I guess they are no longer my cats, but more like my parents cats- but the whole process of breaking off and starting to belong to yourself is confusing and possibly painful- so we'll avoid that for now, and call them "my cats". At home (at my parents house??), I dedicate a good deal of time to petting, loving, fattening, and otherwise annoying my three monsters. In return, I receive cuddling, comfort, bed buddies, and bad breath kisses. Not bad, eh? In fact, it's just this return that I'm desperately missing already upon returning to blacksburg. It was horrible sleeping without my little bed buddy last night (aka mittens, or who I affectionately refer to as "Cute-face") I was horribly sad and mopey when I realized that she wouldn't be following me to the bathroom, and desperately trying to knock me over with furry leg-rubs; or that she wouldn't get up in my face to say goodnight the minute I pull up the covers, before curling up beside me contentedly. Sad. really sad.
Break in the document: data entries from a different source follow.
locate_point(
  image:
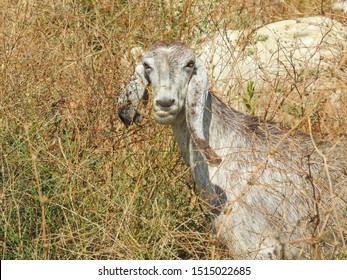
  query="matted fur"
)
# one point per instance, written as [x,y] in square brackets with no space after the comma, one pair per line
[272,193]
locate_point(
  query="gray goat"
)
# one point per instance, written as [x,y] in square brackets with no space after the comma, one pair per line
[272,194]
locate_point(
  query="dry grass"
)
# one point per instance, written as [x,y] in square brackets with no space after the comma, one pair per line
[74,183]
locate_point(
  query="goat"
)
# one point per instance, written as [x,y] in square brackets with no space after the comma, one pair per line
[267,189]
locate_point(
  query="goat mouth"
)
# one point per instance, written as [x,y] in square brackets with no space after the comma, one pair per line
[164,117]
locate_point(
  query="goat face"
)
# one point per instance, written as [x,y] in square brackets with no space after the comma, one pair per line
[169,67]
[180,89]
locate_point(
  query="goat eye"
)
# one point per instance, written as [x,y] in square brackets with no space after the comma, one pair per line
[190,64]
[147,67]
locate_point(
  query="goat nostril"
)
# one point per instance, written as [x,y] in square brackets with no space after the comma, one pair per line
[165,103]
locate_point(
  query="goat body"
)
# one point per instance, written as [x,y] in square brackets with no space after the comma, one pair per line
[270,193]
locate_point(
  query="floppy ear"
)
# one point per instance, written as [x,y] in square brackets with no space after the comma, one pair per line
[195,109]
[134,92]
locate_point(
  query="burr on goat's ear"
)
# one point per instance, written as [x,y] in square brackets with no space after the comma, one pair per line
[195,108]
[130,98]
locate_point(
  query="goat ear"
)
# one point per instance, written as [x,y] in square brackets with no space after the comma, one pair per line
[134,92]
[195,109]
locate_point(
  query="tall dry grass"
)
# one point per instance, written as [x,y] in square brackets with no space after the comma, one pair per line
[74,183]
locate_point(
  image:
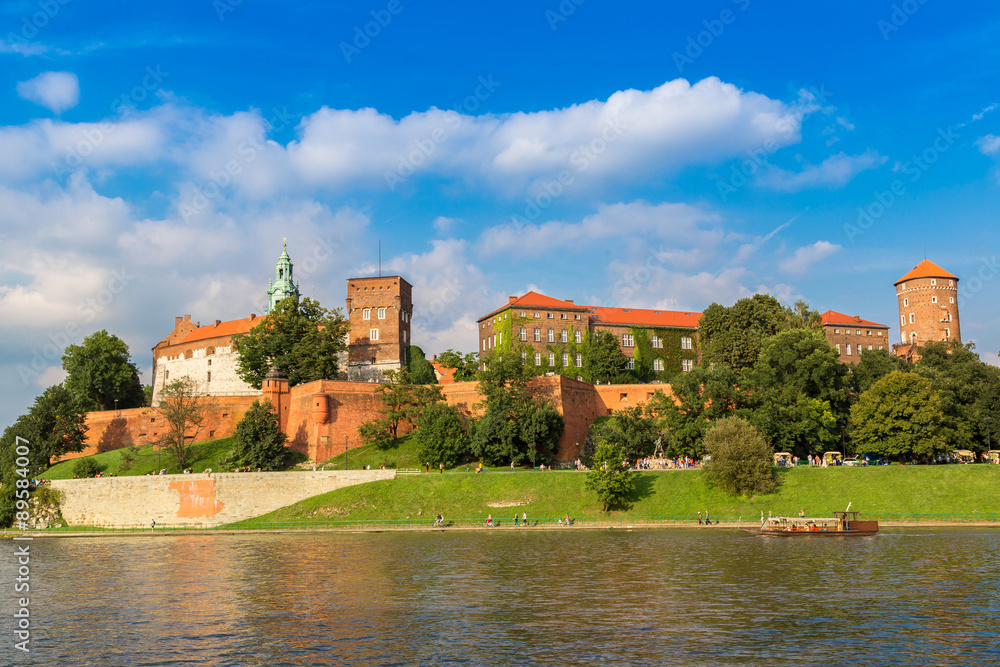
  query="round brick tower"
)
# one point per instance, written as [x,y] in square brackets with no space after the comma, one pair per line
[928,305]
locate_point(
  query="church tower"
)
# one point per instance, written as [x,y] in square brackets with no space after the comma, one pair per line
[928,305]
[282,286]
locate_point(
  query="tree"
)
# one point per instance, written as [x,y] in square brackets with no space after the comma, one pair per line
[100,371]
[734,336]
[741,460]
[115,436]
[796,391]
[441,436]
[466,367]
[609,476]
[604,361]
[184,412]
[258,441]
[420,369]
[301,338]
[899,416]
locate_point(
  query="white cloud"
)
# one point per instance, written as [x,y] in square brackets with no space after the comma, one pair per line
[835,171]
[56,91]
[806,256]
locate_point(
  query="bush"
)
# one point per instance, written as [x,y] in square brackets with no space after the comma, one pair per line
[86,467]
[741,460]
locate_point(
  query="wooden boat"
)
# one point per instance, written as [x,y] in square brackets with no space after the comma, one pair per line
[843,524]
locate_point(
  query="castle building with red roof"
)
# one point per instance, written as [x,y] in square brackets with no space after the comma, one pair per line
[552,334]
[850,335]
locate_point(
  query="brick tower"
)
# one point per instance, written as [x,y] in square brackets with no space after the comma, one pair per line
[380,310]
[928,305]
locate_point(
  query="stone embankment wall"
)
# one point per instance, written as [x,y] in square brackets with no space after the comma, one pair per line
[197,498]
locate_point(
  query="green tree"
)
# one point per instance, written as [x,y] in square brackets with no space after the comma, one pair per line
[796,391]
[258,441]
[301,338]
[442,435]
[609,476]
[741,460]
[100,371]
[734,336]
[899,416]
[183,411]
[466,366]
[420,369]
[604,360]
[698,398]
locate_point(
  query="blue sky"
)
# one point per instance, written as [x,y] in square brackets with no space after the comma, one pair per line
[152,159]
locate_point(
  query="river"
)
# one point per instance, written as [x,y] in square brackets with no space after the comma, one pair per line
[501,597]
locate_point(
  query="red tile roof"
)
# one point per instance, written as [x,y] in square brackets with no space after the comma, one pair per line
[833,317]
[221,329]
[644,317]
[926,269]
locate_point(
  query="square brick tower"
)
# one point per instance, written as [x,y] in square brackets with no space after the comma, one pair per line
[380,310]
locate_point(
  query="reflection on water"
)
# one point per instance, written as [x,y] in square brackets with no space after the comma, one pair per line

I am destined to become the cat lady...

It's this very realization that brings me to my second point. I have relationship problems. You will notice, that as a journal- this blog has a serious gaping whole where all the juicy boy stuff should be... deliberate? yes. permanent? no....maybe.
I normally don't talk about it at all in public forums such as THE INTERNET. But only this morning I woke up and realized two things: #1. I barely have any boy stuff at all (juicy would just be a flat out lie) #2. No one reads this blog. (hardly constitutes "public forum")
Sooooo. I may begin some little stories in which I describe my life in that department. (heads up though, if I sleep with 'cute-face' aka MY CAT, I'm pretty sure you can guess how short these segments will be.)
What to expect: me documenting my cute guys sitings. (and you wondered my I never talk about it- DEPRESSING, that's why)

So now that I'm home (my townhouse/actual residence) I've got to motivate myself to do everything [hard. I am not easily motivated.] Which means I have to wake up at a decent hour. Take care of domestic things (I have got to vacuum). Get my butt showered and dressed. Go Shopping (food is nonexistent if you've been away for a month). Finish pre-semester work (crap). All without the motivation of bad-smelling kitten-baby kisses. I guess the only motivation I have is that I may meet a cute guy... then I'll have something to blog about.